The length of the area of the pipe is managed in the i_size field. The system call pipe creates a pipe which involves setting up a temporary inode and allocating a page of memory which is decided by the architecture dependent model.

Opening a FIFO

    Blocking Non Blocking
For reading No Writing Processes Block Open FIFO
  Writing Processes Open FIFO Open FIFO
For Writing No Reading Processes Block Error ENXIO
  Reading Process Open FIFO Open FIFO
For Reading and Writing   Open FIFO Open FIFO

Communication Via Files (IPC)

This is one of the oldest way of data exchange in which the information is sent as a file.

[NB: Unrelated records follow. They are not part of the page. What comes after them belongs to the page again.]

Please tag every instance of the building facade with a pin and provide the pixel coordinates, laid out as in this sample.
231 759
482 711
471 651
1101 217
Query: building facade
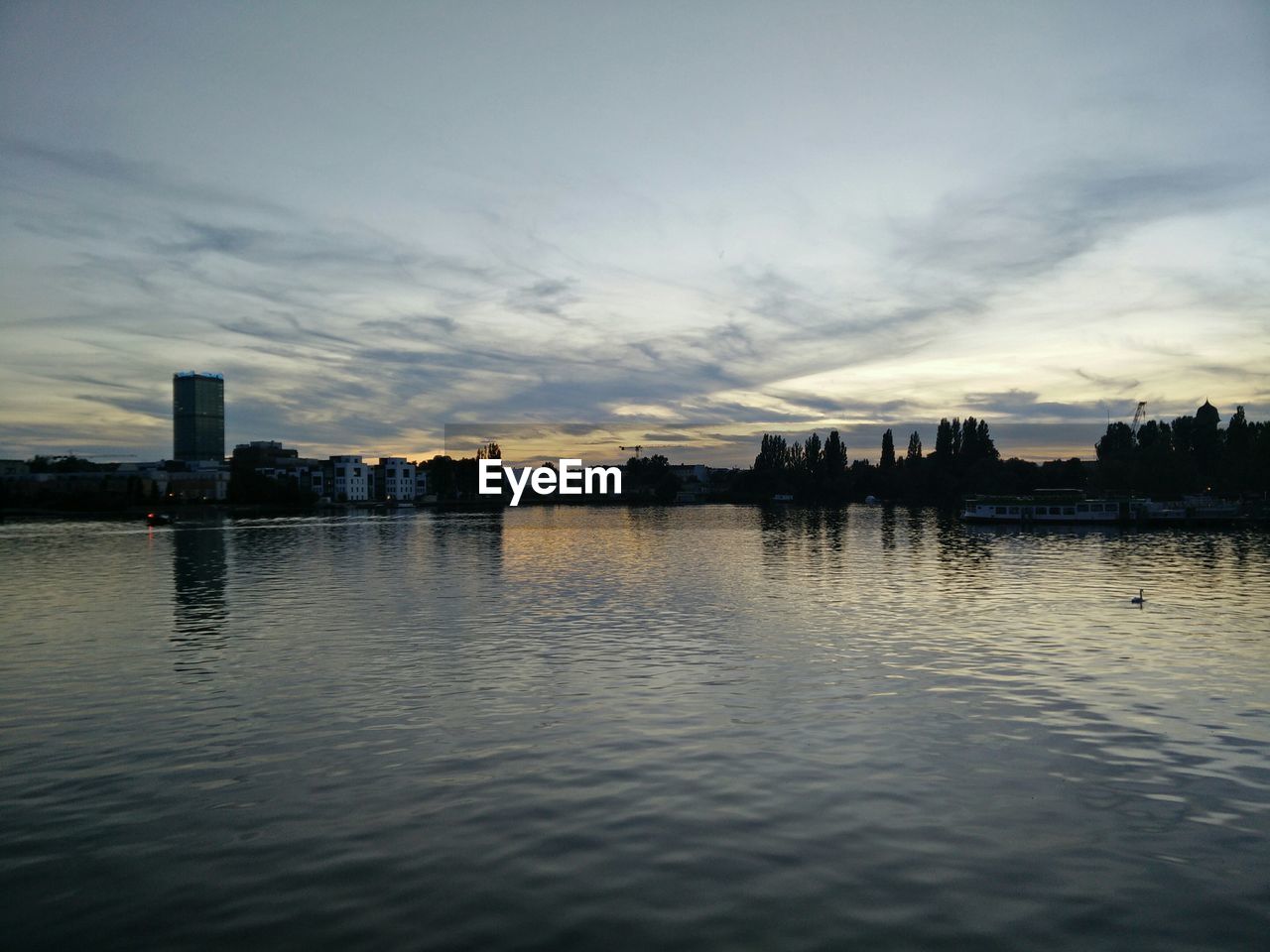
352 480
395 479
197 416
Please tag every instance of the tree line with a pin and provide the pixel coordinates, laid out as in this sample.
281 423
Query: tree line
1191 454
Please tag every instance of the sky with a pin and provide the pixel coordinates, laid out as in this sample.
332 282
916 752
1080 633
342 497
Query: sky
670 223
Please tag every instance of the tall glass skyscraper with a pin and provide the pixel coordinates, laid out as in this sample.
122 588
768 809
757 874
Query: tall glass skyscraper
197 416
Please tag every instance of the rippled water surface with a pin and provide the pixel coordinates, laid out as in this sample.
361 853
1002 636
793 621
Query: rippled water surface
575 729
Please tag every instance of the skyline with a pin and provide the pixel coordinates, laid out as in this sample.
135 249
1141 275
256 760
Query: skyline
705 223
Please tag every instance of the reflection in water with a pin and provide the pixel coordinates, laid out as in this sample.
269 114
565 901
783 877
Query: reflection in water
698 728
888 530
198 571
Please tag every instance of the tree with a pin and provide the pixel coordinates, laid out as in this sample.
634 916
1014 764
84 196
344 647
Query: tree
944 449
813 457
834 456
888 451
915 448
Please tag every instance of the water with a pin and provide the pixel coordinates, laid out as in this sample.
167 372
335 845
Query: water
574 729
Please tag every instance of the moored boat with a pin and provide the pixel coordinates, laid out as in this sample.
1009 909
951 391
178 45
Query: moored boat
1058 506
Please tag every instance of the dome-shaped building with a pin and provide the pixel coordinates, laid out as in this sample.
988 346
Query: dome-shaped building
1207 416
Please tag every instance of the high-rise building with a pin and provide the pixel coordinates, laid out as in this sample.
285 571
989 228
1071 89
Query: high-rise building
197 416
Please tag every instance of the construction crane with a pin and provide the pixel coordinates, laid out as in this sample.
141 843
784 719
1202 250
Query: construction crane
639 448
1139 416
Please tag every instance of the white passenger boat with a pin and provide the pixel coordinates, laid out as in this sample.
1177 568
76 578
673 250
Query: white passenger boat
1061 506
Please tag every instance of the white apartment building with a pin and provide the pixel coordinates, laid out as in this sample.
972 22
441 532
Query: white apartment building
395 479
352 480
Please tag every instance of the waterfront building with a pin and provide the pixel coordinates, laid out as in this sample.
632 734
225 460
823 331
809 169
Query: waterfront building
352 480
394 479
198 416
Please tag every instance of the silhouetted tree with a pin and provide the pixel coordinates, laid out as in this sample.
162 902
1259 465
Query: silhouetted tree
834 456
888 451
915 448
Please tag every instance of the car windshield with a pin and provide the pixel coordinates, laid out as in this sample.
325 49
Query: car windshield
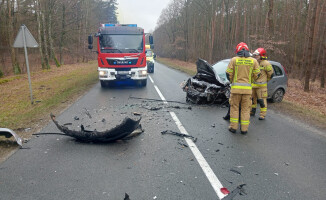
220 68
121 43
149 53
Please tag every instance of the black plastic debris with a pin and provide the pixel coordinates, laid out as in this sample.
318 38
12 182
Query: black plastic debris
206 86
87 113
235 171
179 134
8 133
126 197
239 190
183 144
121 131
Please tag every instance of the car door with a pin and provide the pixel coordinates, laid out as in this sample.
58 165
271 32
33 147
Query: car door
276 81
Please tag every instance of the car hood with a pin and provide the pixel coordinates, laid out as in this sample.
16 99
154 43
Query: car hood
206 73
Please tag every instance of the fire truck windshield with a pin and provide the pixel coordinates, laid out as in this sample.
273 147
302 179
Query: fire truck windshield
121 43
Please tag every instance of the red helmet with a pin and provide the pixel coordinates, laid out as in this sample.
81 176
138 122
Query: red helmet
261 52
241 46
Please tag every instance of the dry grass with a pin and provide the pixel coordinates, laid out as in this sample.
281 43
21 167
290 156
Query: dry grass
53 90
305 106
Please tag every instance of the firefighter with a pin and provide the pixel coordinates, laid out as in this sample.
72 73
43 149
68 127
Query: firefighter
241 70
259 87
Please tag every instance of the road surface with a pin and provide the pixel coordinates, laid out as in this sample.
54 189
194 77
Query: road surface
279 158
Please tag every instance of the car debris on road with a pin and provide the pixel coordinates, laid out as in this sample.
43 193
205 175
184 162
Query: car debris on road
121 131
8 133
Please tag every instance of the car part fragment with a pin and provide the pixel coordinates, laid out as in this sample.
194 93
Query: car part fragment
8 133
121 131
206 86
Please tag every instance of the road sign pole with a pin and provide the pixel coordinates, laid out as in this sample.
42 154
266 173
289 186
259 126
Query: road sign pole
27 64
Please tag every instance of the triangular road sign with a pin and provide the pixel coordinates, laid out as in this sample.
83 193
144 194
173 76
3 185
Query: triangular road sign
30 41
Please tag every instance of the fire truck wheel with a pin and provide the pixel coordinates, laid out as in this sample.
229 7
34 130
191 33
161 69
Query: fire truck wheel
142 83
103 84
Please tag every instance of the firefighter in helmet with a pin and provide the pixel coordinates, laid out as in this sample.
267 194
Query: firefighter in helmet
241 70
259 87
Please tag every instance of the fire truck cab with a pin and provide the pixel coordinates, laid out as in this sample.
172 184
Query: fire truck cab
121 53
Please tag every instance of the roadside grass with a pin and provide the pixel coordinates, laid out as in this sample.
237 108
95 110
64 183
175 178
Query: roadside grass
53 90
306 107
189 68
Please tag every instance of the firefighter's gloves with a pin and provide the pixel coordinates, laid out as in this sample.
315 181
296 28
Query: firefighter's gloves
261 103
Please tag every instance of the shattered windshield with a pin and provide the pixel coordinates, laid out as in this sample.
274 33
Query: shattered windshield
121 43
220 68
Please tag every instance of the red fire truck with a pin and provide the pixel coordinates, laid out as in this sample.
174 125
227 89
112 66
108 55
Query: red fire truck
121 53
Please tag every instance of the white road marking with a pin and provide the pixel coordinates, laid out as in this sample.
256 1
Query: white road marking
216 184
150 78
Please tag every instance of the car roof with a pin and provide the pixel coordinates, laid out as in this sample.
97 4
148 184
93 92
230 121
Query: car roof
228 60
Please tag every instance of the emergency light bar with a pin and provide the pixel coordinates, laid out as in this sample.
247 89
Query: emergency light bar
111 25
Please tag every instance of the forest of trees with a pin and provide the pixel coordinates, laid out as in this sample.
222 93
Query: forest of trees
59 26
292 32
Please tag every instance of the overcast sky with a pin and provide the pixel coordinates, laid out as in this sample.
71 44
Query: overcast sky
144 13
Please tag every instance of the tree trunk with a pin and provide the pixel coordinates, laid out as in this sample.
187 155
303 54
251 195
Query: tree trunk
38 19
52 53
312 7
270 18
63 31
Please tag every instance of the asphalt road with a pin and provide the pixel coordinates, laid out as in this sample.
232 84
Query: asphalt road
279 158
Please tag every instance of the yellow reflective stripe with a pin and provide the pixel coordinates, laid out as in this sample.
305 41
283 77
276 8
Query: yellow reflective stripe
244 61
241 87
229 70
236 120
245 122
269 68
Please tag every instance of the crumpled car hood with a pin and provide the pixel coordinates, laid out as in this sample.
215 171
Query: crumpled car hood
206 73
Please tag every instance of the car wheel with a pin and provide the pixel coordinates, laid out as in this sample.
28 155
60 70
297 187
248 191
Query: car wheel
278 95
142 83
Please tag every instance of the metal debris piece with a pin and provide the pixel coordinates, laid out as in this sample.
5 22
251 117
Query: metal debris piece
206 86
160 100
183 144
239 190
126 197
8 133
179 134
119 132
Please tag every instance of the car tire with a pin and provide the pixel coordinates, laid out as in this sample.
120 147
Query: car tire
103 84
278 96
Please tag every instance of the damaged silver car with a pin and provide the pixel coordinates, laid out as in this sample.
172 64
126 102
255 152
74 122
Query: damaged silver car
206 86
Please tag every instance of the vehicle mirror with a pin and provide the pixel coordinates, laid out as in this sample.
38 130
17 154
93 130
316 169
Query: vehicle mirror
90 40
151 41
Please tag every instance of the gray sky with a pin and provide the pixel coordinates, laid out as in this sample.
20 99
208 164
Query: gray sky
144 13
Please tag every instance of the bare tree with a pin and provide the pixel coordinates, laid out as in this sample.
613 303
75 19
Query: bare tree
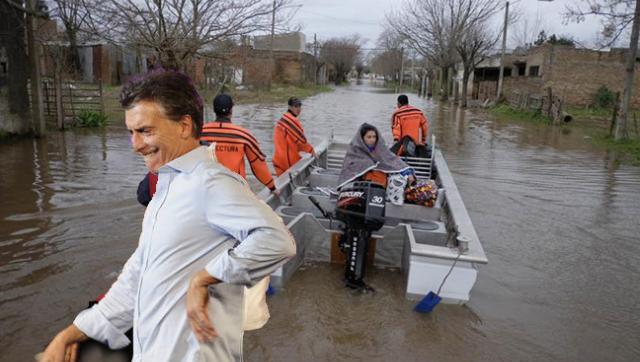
616 17
342 53
73 15
434 27
179 29
389 61
474 44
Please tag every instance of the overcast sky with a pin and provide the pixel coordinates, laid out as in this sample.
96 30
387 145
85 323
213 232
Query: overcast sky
332 18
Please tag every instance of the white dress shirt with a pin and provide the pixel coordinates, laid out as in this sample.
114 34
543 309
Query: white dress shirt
202 216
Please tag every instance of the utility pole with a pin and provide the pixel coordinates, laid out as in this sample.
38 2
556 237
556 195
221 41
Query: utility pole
413 60
504 47
37 107
315 59
621 122
401 69
273 29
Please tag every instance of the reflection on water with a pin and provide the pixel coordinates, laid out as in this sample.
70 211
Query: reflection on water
558 221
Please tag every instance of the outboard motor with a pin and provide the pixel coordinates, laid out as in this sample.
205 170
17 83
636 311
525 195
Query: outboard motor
361 207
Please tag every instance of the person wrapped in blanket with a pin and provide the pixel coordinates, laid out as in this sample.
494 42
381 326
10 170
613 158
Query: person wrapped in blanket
369 159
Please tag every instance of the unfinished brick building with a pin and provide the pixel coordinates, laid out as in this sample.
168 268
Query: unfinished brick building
572 74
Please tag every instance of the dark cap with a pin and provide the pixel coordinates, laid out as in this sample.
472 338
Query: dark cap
222 104
294 102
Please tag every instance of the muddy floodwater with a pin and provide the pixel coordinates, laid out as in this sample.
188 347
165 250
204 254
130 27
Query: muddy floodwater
559 221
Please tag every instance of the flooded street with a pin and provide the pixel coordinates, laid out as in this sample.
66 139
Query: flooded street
558 219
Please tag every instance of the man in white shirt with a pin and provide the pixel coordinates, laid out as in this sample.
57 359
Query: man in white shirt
204 237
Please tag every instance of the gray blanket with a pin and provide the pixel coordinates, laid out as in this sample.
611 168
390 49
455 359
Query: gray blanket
359 160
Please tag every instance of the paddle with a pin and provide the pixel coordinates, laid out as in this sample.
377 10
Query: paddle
431 300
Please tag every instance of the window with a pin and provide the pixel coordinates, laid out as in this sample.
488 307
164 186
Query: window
534 71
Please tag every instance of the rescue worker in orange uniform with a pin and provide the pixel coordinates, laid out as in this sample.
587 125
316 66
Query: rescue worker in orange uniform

File needs two type of locking

Mandatory Locking

  • Read wirte is blocked during the entire locking period

Advisory locking

  • Allows Read and write even after the lock has been set
  • processes accessing the file for Read and Write has to lock it and release it again

Locking Entire Files

There are two methods for locking the entire file

First Method is by the use of several system calls

  • link – a system call
  • create – another system call
  • combination of flags like O_CREAT and O_EXEC with open (system call)
  • lock a fle with open() function using O_CREAT | O_WRONLY | O_TRUNK, but this option fails under the superuser mode

Second Method

fcntl – A system call to lock the entire file. It is also useful to lock the file areas. In Linux 2.0 it is called flock() which is not advisable to use.

Locking file areas

int sys_fcntl(unsigned int fd, unsigned int cmd, unsigned long arg);

int sys_fcntl64(unsigned int fd, unsigned int cmd, unsigned long arg);

where fd – file descriptor

cmd – includes F_GETLK, F_SETLK, F_SETLKW

Semantics of fcntl locks

Existing Lock Setting a read lock Write lock
None Possible Possible
More than One Possible Not Allowed
A Write Lock Not Allowed Not Allowed

Locking files may also lead to deadlock with the following example

Assume there are two processes wanted to read a file,

P1  -> 1 –> 2  (P1 tries to access the 1st block and then 2nd block within a file)

P2 –> 2  -> 1  (P2 tries to access the 2nd block and then 1st block within a file)

Now for getting the 2 and the 1st block, both processes will be in deadlock,

So Communication via files may not be a great option, of course there are some methods to avoid the deadlocks.